Configure Field Mapping for Couchbase

The Couchbase V1 connector uses the Cross-Datacenter Replication (XDCR) feature of Couchbase to retrieve data stored in Couchbase continuously in real-time.

The Couchbase connector has built-in field mapping which allows mapping Couchbase fields to fields in your schema. The mapping configuration defines a field from your schema and an XPath-style path to the field in the Couchbase JSON document.

The field mapping can accept wildcards and double-wildcards to map fields automatically.
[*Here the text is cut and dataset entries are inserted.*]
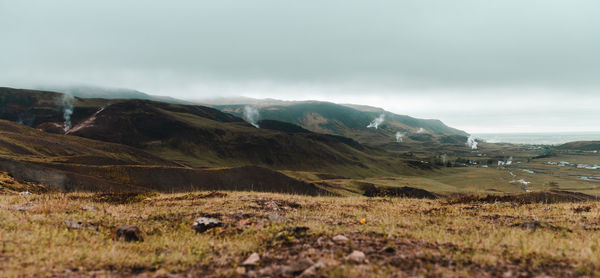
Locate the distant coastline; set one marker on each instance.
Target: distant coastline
(550, 138)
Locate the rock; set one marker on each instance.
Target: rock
(204, 224)
(240, 270)
(297, 229)
(340, 239)
(128, 233)
(272, 205)
(253, 260)
(276, 218)
(313, 270)
(73, 224)
(299, 266)
(87, 208)
(356, 257)
(388, 249)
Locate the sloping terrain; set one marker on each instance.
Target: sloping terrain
(581, 145)
(348, 121)
(198, 136)
(71, 163)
Wildcards can be used, but only at the end of the path definition.

  • field_name="" and field_path=/docs/* - maps all the fields under docs to the same name as given in JSON.

  • field_name="" and field_path=/docs/** - maps all the fields under docs and their children fields to the same name as given in JSON.

  • field_name=searchField and field_path=/docs/* - maps all the fields under /docs to a single field named 'searchField'.

  • field_name=searchField and field_path=/docs/** - maps all the fields under /docs and their children fields to a single field named 'searchField'.

If mapping is not defined, a default mapping will be assigned, in the format of the second example above, i.e., field_name="" and field_path=/docs/**.

This example shows some simple field mapping, using a single document such as this:

{
  "first": "John",
  "last": "Doe",
  "grade": 8,
  "exams": [
      {
        "subject": "Maths",
        "test"   : "term1",
        "marks": 90 },
        {
         "subject": "Biology",
         "test"   : "term1",
         "marks": 86 }
      ]
}

When we configure the datasource, we can define our field mapping as follows:

"field_mapping": [
{
    "field_name":"points_i",
    "field_path":"/exams/marks"
},
{
    "field_name":"",
    "field_path":"/**"
}
]

Two mappings are defined. The first will map the /exams/marks field from Couchbase to the points_i field in Solr. The second maps all top-level and child fields from Couchbase to either the same field name in Solr or to a dynamic field rule.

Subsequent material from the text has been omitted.